Question

In the figure, $\angle PQR = 100^\circ $, when P, Q and R are points on a circle with centre O. Find$\angle OPR$.

Answer 1

Hint:To solve this kind of problem use the let us use the theorem of the circle that the angle made by arc at the centre is double of the angle made by the same arc at any point on the remaining part of the circle.

 Complete step-by-step solution
Given,
In a given circle$\angle PQR = 100^\circ $, OP and OR are the radius of the circle.
Take point S, on the major arc of the circle and join with point P and R. Now PQRS is a cyclic quadrilateral inside the circle.

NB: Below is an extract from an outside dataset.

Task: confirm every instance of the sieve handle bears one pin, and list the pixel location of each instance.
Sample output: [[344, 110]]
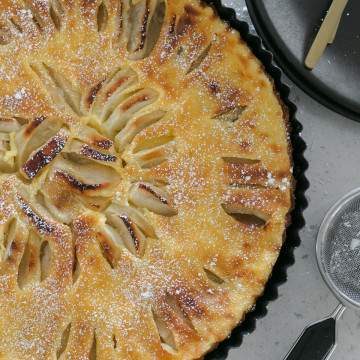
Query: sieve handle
[[318, 340]]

The sum of the opposite angle of the quadrilateral is$180^\circ $.
$\angle PQR + \angle PSR = 180^\circ $
Substitute the value of $\angle PQR = 100^\circ $ in above equation.
$\begin{array}{c}
100^\circ + \angle PSR = 180^\circ \\
\angle PSR = 180^\circ - 100^\circ \\
 = 80^\circ
\end{array}$
Now, PQR arc is subtended $\angle POR$ at the centre of circle, $\angle PSR$ at point S.
Apply the theorem of circle and determine the angle subtended by arc PQR at the centre of circle which is double of the angle subtended on point S.
$\begin{array}{c}
\angle POR = 2\angle PSR\\
 = 2 \times 80^\circ \\
 = 160^\circ
\end{array}$
From $\Delta PQR,$ OP and OR are equal because these are radius of circle, so the angle$\angle OPR\,$ and $\angle ORP$ will also be equal.
The sum of all angles of $\Delta OPR,$
$\angle POR + \angle OPR + \angle ORP = 180^\circ $
Substitute the values in the above equation and we know $\angle OPR\, = \,\angle ORP$.
$\begin{array}{c}
160^\circ + \angle OPR + \angle OPR = 180^\circ \\
2\angle OPR\, = 180^\circ - 160^\circ \\
\angle OPR\, = \dfrac{{20^\circ }}{2}\\
\angle OPR = 10^\circ
\end{array}$
Therefore, the value of angle $\angle OPR = 10^\circ $.


Note: Use the concept of cyclic quadrilateral by taking point S on the periphery of the circle and making a cyclic quadrilateral PQRS inside a circle.To solve these type of problems have implement a small construction for the given figure to solve it easly.